Besides modulating gut integrity indirectly via specific microbiota, it can be speculated that HMOS may also have direct effect on intestinal barrier function, based on the current evidence of prebiotic oligosaccharides. Within our own research group, the direct effects of different prebiotic oligosaccharides on the acceleration of the TJ reassembly and reduction of CXCL8 release have been demonstrated in a Caco-2 cell model for intestinal barrier dysfunction (104). An earlier in vivo study by us indicated that specific oligosaccharide may maintain gut integrity via regulating the expression of CLDN3 (105), which is a TJ protein. These findings suggest that specific prebiotic oligosaccharides can support the maintenance of barrier integrity, although there is currently no evidence regarding the direct, microbiota-independent effects of authentic HMOS on this aspect available. Future research is needed to elucidate and verify the beneficial potential of HMOS regarding maintaining intestinal barrier function, which may contribute to the proposed protective effects of HMOS against T1D.
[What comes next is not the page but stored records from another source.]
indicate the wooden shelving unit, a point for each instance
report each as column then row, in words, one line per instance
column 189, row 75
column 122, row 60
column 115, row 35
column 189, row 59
Although changes in gut microbiota composition and intestinal mucosal environment can indirectly influence the immune system, it is also likely that HMOS may act directly on systemic immune cells since specific HMOS, such as 2′-FL, 3′-sialyllactose, 6′-sialyllactose, and LNnT, have been detected within the intestine and in systemic circulation (106, 107). As discussed above, tDCs function to control effector and regulatory mechanisms relevant to pathology of autoimmune diseases such as T1D (34). DCs express many receptors such as DC-specific intercellular adhesion molecule-3-grabbing non-integrin and TLRs that can recognize the oligosaccharide structures of their glycoprotein ligands. Since some of the HMOS are structurally similar to selectin ligands, it is likely that HMOS can bind directly to DCs and trigger signaling that results in changes to DCs phenotypes and functions, as well as subsequent T cell priming. A recent study showed the immune-modulatory properties of the prebiotic complex mixture—short-chain galacto-oligosaccharides (scGOS) and long-chain fructo-oligosaccharides (lcFOS) in a ratio of 9:1 (mimicking the size and functional characteristics of the complexity of authentic HMOS) on human monocyte-derived DCs, in vitro (59). Stimulation of immature DCs with scGOS/lcFOS led to significantly enhanced release of the cytokine IL-10, while no IL-12p70 release was detected. Incubation with the non-digestible oligosaccharides barely upregulated the expression of maturation markers compared to LPS-matured MoDCs. The stimulation of MoDCs with scGOS/lcFOS together with a TLR-4 antagonist effectively abolished MoDC IL-10 release, indicating the potential of these non-digestible oligosaccharides in regulating the immune system. The impact of a complex mixture of HMOS and individual HMOS on DC development should be assessed, which may provide important implications for the potential of HMOS for prevention and treatment of T1D.